Il n’y a pas à dire, l’énergie positive dégagée par la ferveur collective qui s’opère durant les grands tournois de football, beaucoup relevée par les observateurs, est plus que sympathique: elle est poignante. Et peut-être d’autant plus bienvenue que sa couleur se fait rare. Blanche et rouge en ce qui concerne la Suisse. Passons sur la fondue, les montagnes et les quelques folklores entretenus artificiellement par des chauvins en chemise édelweiss; il faut bien reconnaître que les occasions d’avoir un sentiment de communauté nationale ne se manifestent plus qu’au foot.

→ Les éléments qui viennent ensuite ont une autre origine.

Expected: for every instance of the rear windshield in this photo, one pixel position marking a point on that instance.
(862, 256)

On peut se réjouir de ce patriotisme, qui n’est certainement pas de pacotille, bien que passager. Les gens ont besoin de commun, c’est une donnée humaine et rien ne changera à cette universalité. Il n’y a rien de plus banal et à la fois de plus vague que de déclarer, dans le but de paraître intelligent, que nous vivons actuellement dans une société individualiste. Et tous ceux qui ont assisté au moins une fois à un concert de Johnny savent que ce qui se passe dans une foule bon enfant, cela remplit de baume un besoin de l’âme que rien d’autre ne peut prétendre satisfaire. Le football réalise donc cette grande prouesse de créer un sentiment de communauté, et pas n’importe laquelle, j’ai nommé la communauté nationale, la seule qui vaille sur le plan politique.

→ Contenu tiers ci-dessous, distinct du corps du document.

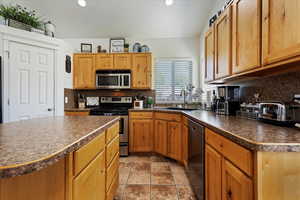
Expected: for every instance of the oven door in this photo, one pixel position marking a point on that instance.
(108, 81)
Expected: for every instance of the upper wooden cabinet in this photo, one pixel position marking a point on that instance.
(84, 71)
(122, 61)
(104, 61)
(209, 55)
(141, 71)
(223, 44)
(246, 30)
(281, 31)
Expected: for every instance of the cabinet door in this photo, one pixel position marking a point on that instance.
(122, 61)
(89, 183)
(209, 55)
(141, 135)
(84, 71)
(104, 62)
(281, 32)
(160, 137)
(235, 184)
(246, 29)
(141, 71)
(213, 174)
(174, 140)
(223, 45)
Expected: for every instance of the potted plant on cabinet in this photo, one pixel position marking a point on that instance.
(20, 17)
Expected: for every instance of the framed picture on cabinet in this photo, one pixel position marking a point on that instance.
(117, 45)
(86, 48)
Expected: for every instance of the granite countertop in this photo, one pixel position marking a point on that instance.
(31, 145)
(252, 134)
(77, 109)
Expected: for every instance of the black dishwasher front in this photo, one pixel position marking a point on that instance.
(195, 170)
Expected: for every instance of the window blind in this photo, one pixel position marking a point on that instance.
(171, 76)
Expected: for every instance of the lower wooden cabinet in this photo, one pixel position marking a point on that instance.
(174, 143)
(141, 135)
(89, 183)
(213, 174)
(235, 184)
(161, 137)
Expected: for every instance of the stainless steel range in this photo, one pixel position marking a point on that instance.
(116, 106)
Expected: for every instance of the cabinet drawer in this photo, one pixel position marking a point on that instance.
(112, 132)
(88, 152)
(89, 183)
(113, 188)
(237, 154)
(111, 150)
(168, 116)
(112, 171)
(141, 115)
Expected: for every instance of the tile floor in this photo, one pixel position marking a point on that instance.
(152, 177)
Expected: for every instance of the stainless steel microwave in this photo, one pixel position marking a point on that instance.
(113, 79)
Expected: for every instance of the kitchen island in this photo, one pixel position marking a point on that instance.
(59, 158)
(244, 159)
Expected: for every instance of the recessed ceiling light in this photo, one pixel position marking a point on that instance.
(82, 3)
(169, 2)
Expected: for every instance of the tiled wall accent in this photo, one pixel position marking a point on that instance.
(73, 94)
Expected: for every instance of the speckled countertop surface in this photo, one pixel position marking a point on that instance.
(252, 134)
(31, 145)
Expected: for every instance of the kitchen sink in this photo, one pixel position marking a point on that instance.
(183, 109)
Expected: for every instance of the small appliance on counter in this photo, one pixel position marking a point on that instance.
(280, 113)
(138, 104)
(228, 101)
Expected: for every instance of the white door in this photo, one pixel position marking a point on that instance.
(31, 82)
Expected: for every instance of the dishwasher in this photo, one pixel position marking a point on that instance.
(195, 169)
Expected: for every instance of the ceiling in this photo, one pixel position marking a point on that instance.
(124, 18)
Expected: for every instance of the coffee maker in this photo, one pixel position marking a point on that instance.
(228, 101)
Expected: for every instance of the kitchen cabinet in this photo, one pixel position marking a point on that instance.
(84, 71)
(174, 143)
(122, 61)
(213, 174)
(227, 169)
(141, 135)
(161, 137)
(209, 60)
(104, 61)
(141, 71)
(89, 183)
(246, 38)
(235, 184)
(223, 45)
(280, 30)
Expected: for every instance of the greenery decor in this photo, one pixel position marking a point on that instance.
(21, 14)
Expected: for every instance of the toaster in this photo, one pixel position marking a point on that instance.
(279, 112)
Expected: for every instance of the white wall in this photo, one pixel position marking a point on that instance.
(160, 48)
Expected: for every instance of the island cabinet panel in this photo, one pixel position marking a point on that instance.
(213, 174)
(223, 45)
(246, 30)
(141, 135)
(89, 183)
(209, 60)
(122, 61)
(46, 184)
(174, 140)
(161, 137)
(235, 184)
(84, 155)
(280, 28)
(141, 71)
(84, 71)
(104, 62)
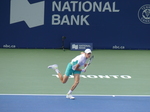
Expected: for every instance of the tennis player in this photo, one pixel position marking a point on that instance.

Une indifférence nationale le reste du temps

En même temps, quelque chose dans ce patriotisme footeux est attristant. Ce ne sont pas, par ordre d’importance, les débordements de type nationaliste – après tout, c’est plutôt marginal et ça n’a beaucoup de conséquences sociétales une fois passé le match. Non, ce qui est dommage, et pour tout dire désolant, c’est que ce patriotisme footeux soit si facile alors que le reste du temps, nous ne sommes pas beaucoup à nous soucier de notre destin national, de notre histoire, de notre avenir. Et il se fait rare de connaître nos institutions, nos paysages, nos villages.

Ce désintérêt pour la nation, d’où vient-il? Du confort et du capitalisme, qui, hors d’une philosophie libérale classique capable de le positionner dans le cadre des Etats-nations, se passe volontiers de frontières? Peut-être bien. De l’effondrement du savoir traditionnel, qui engendre un effondrement de la culture et donc du civisme? Il n’est pas idiot de l’envisager. Mais le mal vient sans doute aussi un peu de nous-mêmes, en l’occurrence nous autres Suisses, qui estimons que tout roule à peu près, que les institutions peuvent fonctionner sans notre entremise.

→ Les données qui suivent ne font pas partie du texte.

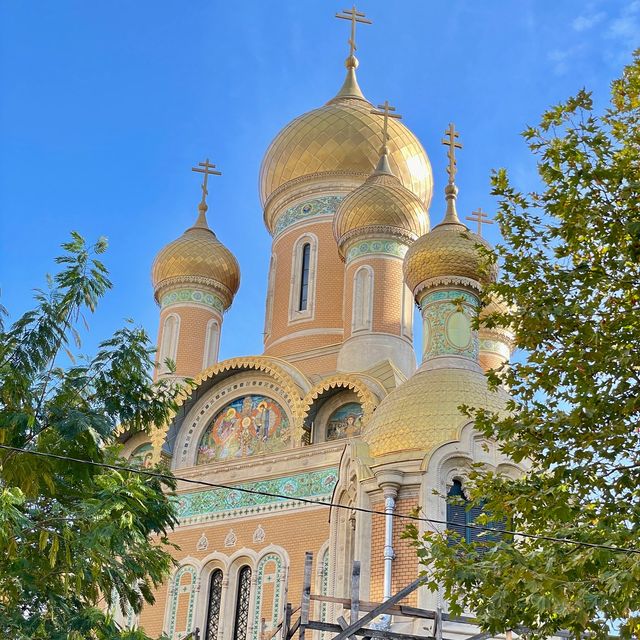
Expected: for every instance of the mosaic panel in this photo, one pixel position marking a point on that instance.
(386, 247)
(246, 426)
(325, 205)
(447, 317)
(182, 296)
(345, 421)
(313, 484)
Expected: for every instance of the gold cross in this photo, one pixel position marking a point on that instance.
(386, 110)
(480, 217)
(355, 16)
(209, 170)
(451, 154)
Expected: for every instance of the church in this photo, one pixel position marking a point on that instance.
(338, 409)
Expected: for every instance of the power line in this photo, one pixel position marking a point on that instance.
(404, 516)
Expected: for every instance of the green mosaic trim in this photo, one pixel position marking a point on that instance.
(386, 247)
(175, 595)
(313, 484)
(325, 205)
(450, 294)
(275, 612)
(448, 330)
(182, 296)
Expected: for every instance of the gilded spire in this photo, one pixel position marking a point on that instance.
(350, 87)
(451, 190)
(207, 169)
(386, 111)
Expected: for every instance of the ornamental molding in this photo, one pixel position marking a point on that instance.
(166, 285)
(446, 281)
(370, 233)
(192, 296)
(251, 363)
(376, 246)
(344, 381)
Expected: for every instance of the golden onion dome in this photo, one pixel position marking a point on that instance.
(197, 257)
(381, 202)
(343, 138)
(449, 250)
(423, 412)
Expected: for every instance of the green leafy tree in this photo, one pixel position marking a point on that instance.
(77, 540)
(571, 277)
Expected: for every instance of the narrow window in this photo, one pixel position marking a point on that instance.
(304, 277)
(213, 610)
(242, 604)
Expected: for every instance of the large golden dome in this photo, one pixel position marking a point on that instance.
(343, 137)
(381, 201)
(449, 250)
(197, 257)
(423, 412)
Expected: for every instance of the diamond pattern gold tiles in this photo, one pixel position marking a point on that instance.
(381, 201)
(197, 253)
(449, 250)
(423, 412)
(344, 136)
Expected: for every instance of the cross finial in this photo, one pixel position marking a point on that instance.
(480, 217)
(453, 144)
(209, 170)
(386, 111)
(354, 16)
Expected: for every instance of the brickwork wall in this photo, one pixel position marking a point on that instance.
(387, 294)
(295, 531)
(328, 288)
(192, 336)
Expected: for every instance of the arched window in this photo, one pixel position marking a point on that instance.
(169, 349)
(242, 604)
(213, 610)
(303, 278)
(459, 515)
(305, 264)
(362, 299)
(211, 344)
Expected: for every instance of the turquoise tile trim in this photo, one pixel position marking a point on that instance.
(325, 205)
(377, 245)
(313, 484)
(182, 296)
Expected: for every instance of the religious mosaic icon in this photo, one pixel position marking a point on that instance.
(246, 426)
(142, 456)
(345, 422)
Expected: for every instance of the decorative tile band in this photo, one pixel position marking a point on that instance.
(377, 245)
(181, 296)
(448, 330)
(200, 506)
(324, 205)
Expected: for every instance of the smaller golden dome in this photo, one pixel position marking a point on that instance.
(197, 257)
(381, 201)
(423, 412)
(449, 250)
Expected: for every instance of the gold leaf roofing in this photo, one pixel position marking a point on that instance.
(381, 201)
(197, 253)
(423, 412)
(343, 136)
(449, 250)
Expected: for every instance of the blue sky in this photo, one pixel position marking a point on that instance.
(106, 105)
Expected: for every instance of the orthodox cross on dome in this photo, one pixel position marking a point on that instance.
(209, 170)
(386, 111)
(481, 217)
(354, 16)
(453, 144)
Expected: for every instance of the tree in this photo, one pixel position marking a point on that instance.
(571, 279)
(77, 539)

Il ne s’agit pas de revitaliser un patriotisme général et sain pour le supplanter à la liesse footballistique. Mais de retrouver ce sentiment pour l’appliquer dans le cadre du sport national et de toutes les autres occasions de dire «nous» autrement que dans l’idée de communautés ethniques, sexuelles ou autres. Il s’agit de retrouver une société libérale, non tribale. Car le «nous» ne disparaît jamais, il s’agit juste de bien le définir. Et d’y ajouter ses idées, sa personnalité, ses passions et paresses. Souvenons-nous qu’être patriote, c’est aussi être fier d’appartenir à une communauté de valeurs – parmi lesquelles la tolérance et la raison. Alors le patriotisme footeux brillera encore plus et gagnera en légitimité.